Objective: Growing evidence suggests that follicular variant of papillary thyroid cancer (fvPTC) represents a heterogeneous population of cancers ranging from indolent tumors to those with aggressive malignant potential. We sought to define the incidence of multifocal disease in fvPTC to improve decision making regarding the extent of surgical resection.
Design: Retrospective case series.
Setting: A single, urban, tertiary care center.

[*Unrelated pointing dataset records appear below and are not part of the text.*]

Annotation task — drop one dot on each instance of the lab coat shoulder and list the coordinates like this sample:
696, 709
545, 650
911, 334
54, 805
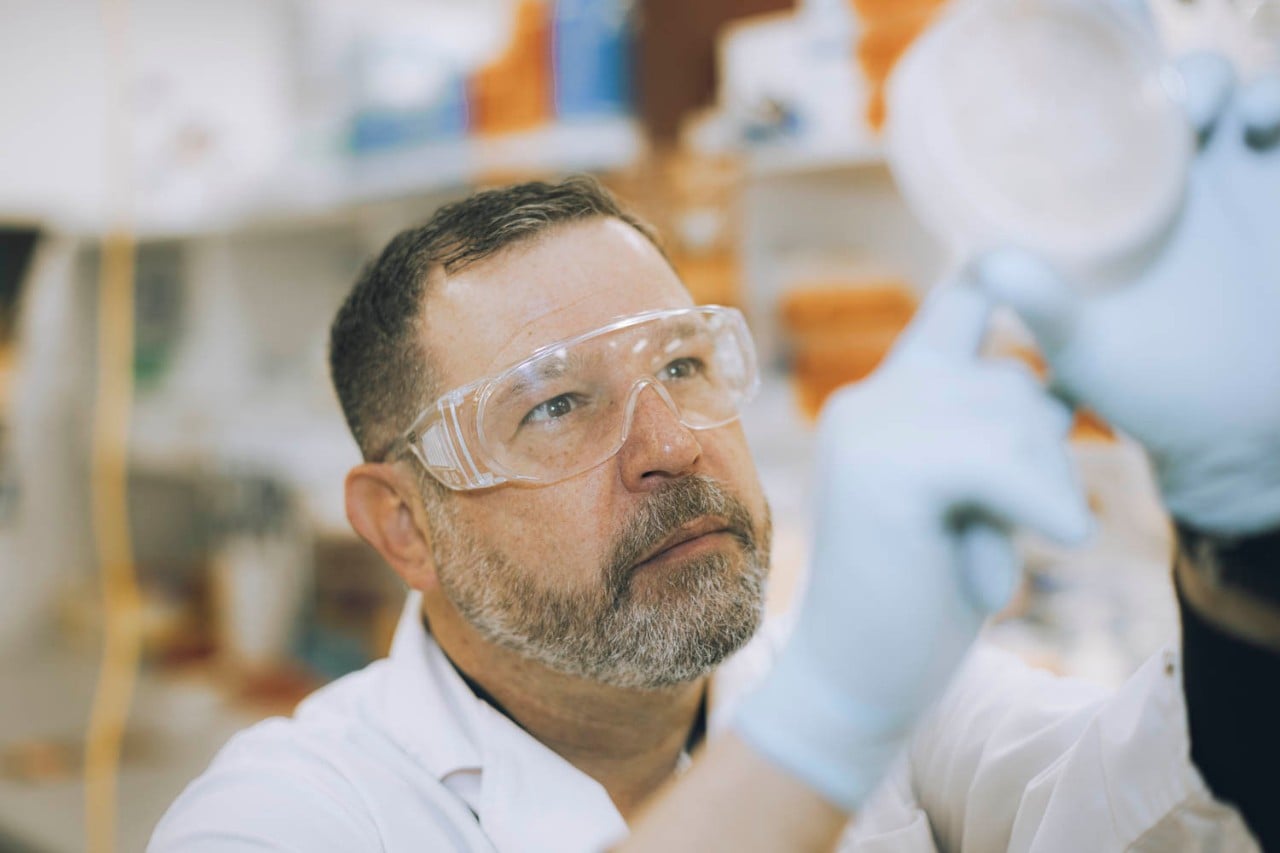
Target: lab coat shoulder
1015, 758
324, 780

Patients: All patients who underwent thyroid surgery between October 2009 and February 2013 with final pathology demonstrating fvPTC as their primary lesion.
Main Outcome Measures: We collected information regarding patient demographics, nodule size, multifocality, fine needle aspiration (FNA) results, and histopathologic features including lymphovascular invasion (LVI), capsular invasion, extrathyroidal extension, and lymph node metastasis. Tumors were divided into noninvasive and invasive fvPTC categories. Characteristics of solitary and bilateral fvPTC were compared.
Results: We identified 124 patients with final pathology demonstrating fvPTC. The most common FNA diagnosis was “suspicious for malignancy” (n=53), followed by “malignant” (n=20), and “atypia/follicular lesion of undetermined significance” (n=19). Sixty-five contralateral tumors were identified in 44 patients (35.5%) and included fvPTC (n=40), classical PTC (n=22), tall cell PTC (n=2), and follicular cancer (n=1). Patients with contralateral disease were more likely to have LVI (p=0.037) and larger primary lesions (p=0.020). There was no significant difference noted in extrathyroidal extension, invasive histology, or lymph node metastasis. Both noninvasive and invasive fvPTC demonstrated similar rates of contralateral disease.
Conclusions: Bilateral disease is prevalent in noninvasive and invasive fvPTC. Larger tumor size and LVI correlate significantly with the presence of contralateral tumors. Completion thyroidectomy should be considered for patients with fvPTC and careful monitoring of the contralateral lobe performed for the development of potentially malignant nodules.